Just running a simple for-loop on a list of dataframes, however trying to add an IF clause... and it keeps erroring out.
df_list = [df1, df2, df3]
for df in df_list:
if df in [df1, df2]:
x = 1
else:
x = 2
.
.
.
ValueError: Can only compare identically-labeled DataFrame objects
Above is a simplified version of what I'm attempting. Can anyone tell me why this isn't working and a fix?
CodePudding user response:
You could use DataFrame.equals
with any
instead:
df_list = [df1, df2, df3]
for df in df_list:
if any(df.equals(y) for y in [df1, df2]):
x = 1
else:
x = 2
CodePudding user response:
You could use a better container and reference them by labels.
Equality checks for large DataFrames with object types can become slow, >> seconds, but it will take ~ns to check if the label is in a list.
dfs = {'df1': df1, 'df2': df2, 'df3': df3}
for label, df in dfs.items():
if label in ['df1', 'df2']:
x = 1
else:
x = 2
CodePudding user response:
You need to use df.equals()
https://pandas.pydata.org/docs/reference/api/pandas.DataFrame.equals.html
df_list = [df1, df2, df3]
for df in df_list:
if df.equals(df1) or df.equals(df2):
# blah blah
CodePudding user response:
The following link might help: Pandas "Can only compare identically-labeled DataFrame objects" error
According to this, the data frames being compared with ==
should have the same columns and index otherwise it gives the error.

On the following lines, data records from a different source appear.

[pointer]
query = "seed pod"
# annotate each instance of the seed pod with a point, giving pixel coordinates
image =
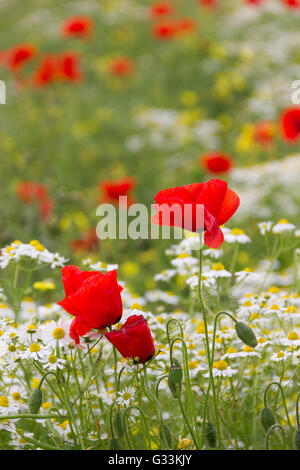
(35, 401)
(118, 424)
(114, 444)
(165, 435)
(267, 418)
(246, 334)
(175, 373)
(210, 434)
(297, 439)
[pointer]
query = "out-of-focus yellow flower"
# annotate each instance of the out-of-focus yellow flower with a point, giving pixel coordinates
(130, 268)
(222, 87)
(245, 141)
(189, 98)
(79, 219)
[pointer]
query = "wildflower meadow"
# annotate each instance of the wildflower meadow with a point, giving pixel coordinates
(150, 226)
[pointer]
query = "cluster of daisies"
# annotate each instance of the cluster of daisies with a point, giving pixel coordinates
(40, 341)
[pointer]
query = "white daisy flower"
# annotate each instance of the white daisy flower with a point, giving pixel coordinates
(282, 226)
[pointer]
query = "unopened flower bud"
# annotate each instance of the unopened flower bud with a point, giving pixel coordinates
(175, 378)
(35, 401)
(267, 418)
(165, 435)
(246, 334)
(210, 434)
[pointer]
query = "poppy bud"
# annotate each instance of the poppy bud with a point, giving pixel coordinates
(175, 373)
(114, 444)
(297, 439)
(118, 424)
(165, 435)
(210, 434)
(35, 401)
(175, 379)
(246, 334)
(267, 418)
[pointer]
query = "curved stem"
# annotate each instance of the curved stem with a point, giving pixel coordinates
(283, 400)
(270, 432)
(209, 360)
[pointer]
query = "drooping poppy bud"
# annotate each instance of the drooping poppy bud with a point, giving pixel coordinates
(35, 401)
(210, 434)
(133, 340)
(175, 378)
(166, 435)
(267, 418)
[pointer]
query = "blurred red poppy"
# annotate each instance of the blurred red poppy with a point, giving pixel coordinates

Alternatively, you can compare the data frames using dataframe.equals
method. Please refer to the documentation below: https://pandas.pydata.org/docs/reference/api/pandas.DataFrame.equals.html
CodePudding user response:
Do NOT use .equals()
here!
It's unnecessary and slowing down you program, use id()
instead:
df_list = [df1, df2, df3]
for df in df_list:
if id(df) in [id(df1), id(df2)]:
x = 1
else:
x = 2